И Вершинин подробно рассказал Максимову о фактах, которые ему удалось узнать в последние дни.

— Вот так история, — Максимов покачал головой. — По правде тебе сказать, это дело меня самого за живое схватило. Долго тогда я им занимался. Одно из моих последних крупных дел было, поэтому и помню до сих пор фамилии. Когда всесоюзный розыск объявили ее мужу, я еще несколько месяцев бил во все колокола, искать заставлял, а потом на пенсию ушел по инвалидности. Работал немного на лесоторговой базе юрисконсультом, теперь не работаю, пчеловодством вот занялся…

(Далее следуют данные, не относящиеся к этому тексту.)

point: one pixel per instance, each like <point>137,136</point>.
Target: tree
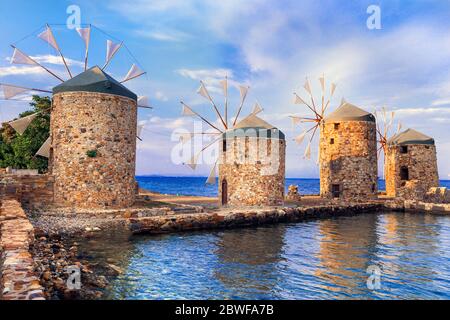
<point>18,151</point>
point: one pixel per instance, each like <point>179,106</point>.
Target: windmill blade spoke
<point>212,175</point>
<point>204,93</point>
<point>243,91</point>
<point>21,58</point>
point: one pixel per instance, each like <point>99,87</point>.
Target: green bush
<point>18,151</point>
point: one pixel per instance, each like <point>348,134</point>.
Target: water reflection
<point>346,250</point>
<point>324,259</point>
<point>248,260</point>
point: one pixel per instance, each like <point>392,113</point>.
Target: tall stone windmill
<point>251,153</point>
<point>92,142</point>
<point>347,148</point>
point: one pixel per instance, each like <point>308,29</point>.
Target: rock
<point>127,214</point>
<point>47,275</point>
<point>116,270</point>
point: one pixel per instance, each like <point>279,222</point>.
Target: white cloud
<point>57,60</point>
<point>162,34</point>
<point>20,70</point>
<point>159,95</point>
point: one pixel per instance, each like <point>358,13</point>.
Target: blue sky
<point>269,45</point>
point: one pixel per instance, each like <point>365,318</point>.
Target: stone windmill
<point>347,148</point>
<point>251,157</point>
<point>93,128</point>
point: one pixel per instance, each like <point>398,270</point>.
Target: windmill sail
<point>257,108</point>
<point>333,88</point>
<point>194,161</point>
<point>21,58</point>
<point>185,137</point>
<point>20,125</point>
<point>300,138</point>
<point>10,91</point>
<point>296,120</point>
<point>298,99</point>
<point>243,91</point>
<point>187,111</point>
<point>47,36</point>
<point>85,34</point>
<point>203,91</point>
<point>133,73</point>
<point>308,152</point>
<point>143,102</point>
<point>44,150</point>
<point>212,175</point>
<point>111,50</point>
<point>307,86</point>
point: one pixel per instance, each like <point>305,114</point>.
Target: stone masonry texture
<point>421,162</point>
<point>35,190</point>
<point>348,160</point>
<point>253,178</point>
<point>104,127</point>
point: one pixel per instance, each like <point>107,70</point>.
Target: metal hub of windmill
<point>221,125</point>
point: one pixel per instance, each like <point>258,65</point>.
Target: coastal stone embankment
<point>243,217</point>
<point>434,208</point>
<point>17,279</point>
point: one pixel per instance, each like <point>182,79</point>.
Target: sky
<point>271,46</point>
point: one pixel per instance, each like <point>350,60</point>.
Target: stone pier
<point>17,278</point>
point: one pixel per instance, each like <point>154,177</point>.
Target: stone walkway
<point>243,217</point>
<point>17,278</point>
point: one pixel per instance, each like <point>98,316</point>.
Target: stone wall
<point>242,218</point>
<point>94,149</point>
<point>422,170</point>
<point>348,159</point>
<point>18,280</point>
<point>36,190</point>
<point>438,195</point>
<point>254,171</point>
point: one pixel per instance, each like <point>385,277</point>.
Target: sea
<point>196,186</point>
<point>381,255</point>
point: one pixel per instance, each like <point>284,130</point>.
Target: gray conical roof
<point>95,80</point>
<point>252,121</point>
<point>252,126</point>
<point>349,112</point>
<point>411,136</point>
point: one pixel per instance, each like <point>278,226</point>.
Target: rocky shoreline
<point>53,255</point>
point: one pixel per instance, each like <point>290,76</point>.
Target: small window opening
<point>336,190</point>
<point>404,173</point>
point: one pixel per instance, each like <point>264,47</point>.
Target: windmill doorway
<point>224,192</point>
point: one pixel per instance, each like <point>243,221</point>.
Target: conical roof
<point>349,112</point>
<point>95,80</point>
<point>410,136</point>
<point>252,121</point>
<point>253,126</point>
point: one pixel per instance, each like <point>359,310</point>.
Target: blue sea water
<point>195,186</point>
<point>320,259</point>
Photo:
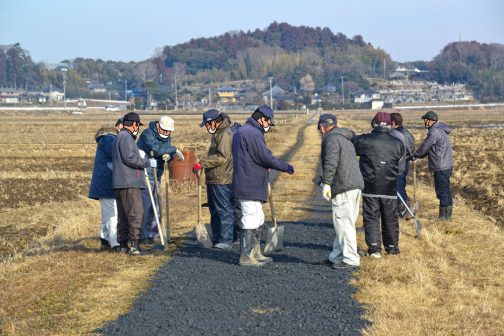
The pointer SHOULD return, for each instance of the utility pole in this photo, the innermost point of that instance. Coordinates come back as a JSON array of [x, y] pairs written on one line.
[[342, 92], [271, 93]]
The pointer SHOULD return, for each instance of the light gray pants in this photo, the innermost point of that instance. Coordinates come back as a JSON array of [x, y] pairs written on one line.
[[345, 209]]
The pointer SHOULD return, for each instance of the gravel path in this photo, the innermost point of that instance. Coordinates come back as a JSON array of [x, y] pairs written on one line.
[[205, 291]]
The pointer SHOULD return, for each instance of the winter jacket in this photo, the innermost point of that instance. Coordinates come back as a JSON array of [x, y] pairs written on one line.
[[251, 161], [438, 146], [340, 168], [218, 163], [128, 166], [379, 155], [410, 142], [150, 140], [101, 179]]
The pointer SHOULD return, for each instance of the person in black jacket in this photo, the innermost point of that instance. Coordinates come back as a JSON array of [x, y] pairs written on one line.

— Дед, а дед, я узу́ плоглотила, — прервала его внучка, облизывая пальцы.

— Значит, вечером свечки будем зажигать, — погладил он ее ласково по головке. — Вот так и живу — сад, пчелы, внучка, уже вторая, с ней сижу. И что же теперь думаете делать? — спросил затем без всякого перехода.

— Думаю попытаться раскрыть это преступление, — Вячеслав с вызовом взглянул на Максимова.

— Ну-ну, попытайся, может, и получится у тебя, правда, маловероятно… Сам знаешь, почему. Но одно могу сказать — раз взяло тебя за живое, не бросай, делай, а то потом всю жизнь совесть мучить будет, дегтем на душе осядет, как у меня. Ты, наверно, думал, когда шел ко мне — вот, мол, портачи безграмотные работали десять лет назад, дело угробили, а оно ведь мне большого куска жизни стоило. Обстановочка тогда была, не дай бог — в неделю одно-два убийства. Нас два следователя работало — прямо задыхались. С восьми утра и до поздней ночи крутились, да не успевали, и все равно, если бы не ушел по инвалидности, еще не раз к этому делу вернулся бы.

Старик разволновался, привычным жестом быстро открутил крышку маленького стеклянного пенала и сунул под язык таблетку валидола.

— Вот так постоянно, особенно последний год, чуть понервничаешь, сердце сожмет, и не вздохнешь, — пожаловался он.

— Может, не стоит тогда говорить? — забеспокоился Вершинин, вставая.